The coordinator is still running but thinks we are not so it will release resources
we think are currently entitled to have.
This may lead to mutual exclusion violations for locks, multiple primaries, etcetera.
- The coordination service is down.
In this case the application will still be running but fail to check in with the coordinator
and choose to relinquish control of acquired resources.
This would lead to a spontaneous denial of services: the servers could provide whichever
service it is supposed to but because they can’t decide which one of them should nobody does.
- An application server is partitioned with a coordinator server.
The result here depends mostly on what the coordination system does.
If the coordination system detects it is unable to provide its services to the application
we likely fallback to the case where the application thinks the coordinator is down.
If the coordination system ignores the fact that it is in the minority … you should stop using it!
Replicante chooses consistency over availability: if the coordinator is not responsive, application
processes will assume they have no right to the resources they have and stop working.
The problem is the application process can’t ensure the lock is held and the coordination works before
a write operation is performed.
This is because between the check and the write the lock may be lost for a number of reasons.

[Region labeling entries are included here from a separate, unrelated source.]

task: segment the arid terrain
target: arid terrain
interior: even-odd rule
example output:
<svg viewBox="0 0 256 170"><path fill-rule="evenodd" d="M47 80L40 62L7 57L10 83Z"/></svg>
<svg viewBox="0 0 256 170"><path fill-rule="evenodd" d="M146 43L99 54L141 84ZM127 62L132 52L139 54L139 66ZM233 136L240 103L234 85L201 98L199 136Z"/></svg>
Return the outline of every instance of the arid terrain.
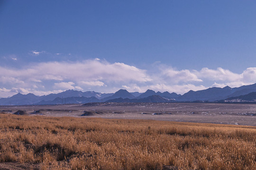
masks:
<svg viewBox="0 0 256 170"><path fill-rule="evenodd" d="M0 106L0 112L12 114L18 110L32 113L32 115L45 116L139 119L256 126L255 104L92 103L84 105ZM83 114L84 116L80 116Z"/></svg>
<svg viewBox="0 0 256 170"><path fill-rule="evenodd" d="M1 170L256 169L255 104L95 103L0 109Z"/></svg>

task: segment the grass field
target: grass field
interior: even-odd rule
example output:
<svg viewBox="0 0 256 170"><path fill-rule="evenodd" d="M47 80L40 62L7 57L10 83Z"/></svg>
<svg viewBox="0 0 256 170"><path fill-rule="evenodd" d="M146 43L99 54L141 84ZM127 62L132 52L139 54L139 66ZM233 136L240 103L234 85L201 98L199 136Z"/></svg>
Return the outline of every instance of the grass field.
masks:
<svg viewBox="0 0 256 170"><path fill-rule="evenodd" d="M32 162L42 170L256 170L255 127L0 114L0 164Z"/></svg>

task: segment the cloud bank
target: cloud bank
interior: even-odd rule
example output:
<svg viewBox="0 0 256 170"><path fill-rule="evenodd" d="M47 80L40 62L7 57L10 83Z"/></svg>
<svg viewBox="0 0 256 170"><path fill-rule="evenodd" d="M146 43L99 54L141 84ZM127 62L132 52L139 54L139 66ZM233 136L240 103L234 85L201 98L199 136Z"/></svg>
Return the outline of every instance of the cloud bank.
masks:
<svg viewBox="0 0 256 170"><path fill-rule="evenodd" d="M190 90L255 83L256 68L247 68L240 74L220 68L178 70L162 64L146 70L96 59L41 62L19 69L0 67L0 79L1 97L18 92L41 95L68 89L109 93L120 88L139 92L151 89L183 94Z"/></svg>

At the same time the code complexity grows fast and performance of both application and coordinator
decrease when the process attempts to ensure it holds the lock very often.
Replicante checks it holds locks before operations are performed and, for long held locks,
periodically in reasonable places (at the beginning and/or end of tasks).
This means the window of opportunity for the lock to be though as held by the application
but not by the coordinator is limited but still large.
Why delay improving?
- This has not caused issues yet.
- There is no definitive solutions, just ways to make it slightly better.
Potential improvement
Replicante could check its locks before every write operation to reduce that window
of opportunity to a write operation alone.
Downsides the new solution/idea
- Overly complex.
- Repeated checks are expensive.
- Still does not guarantee correctness.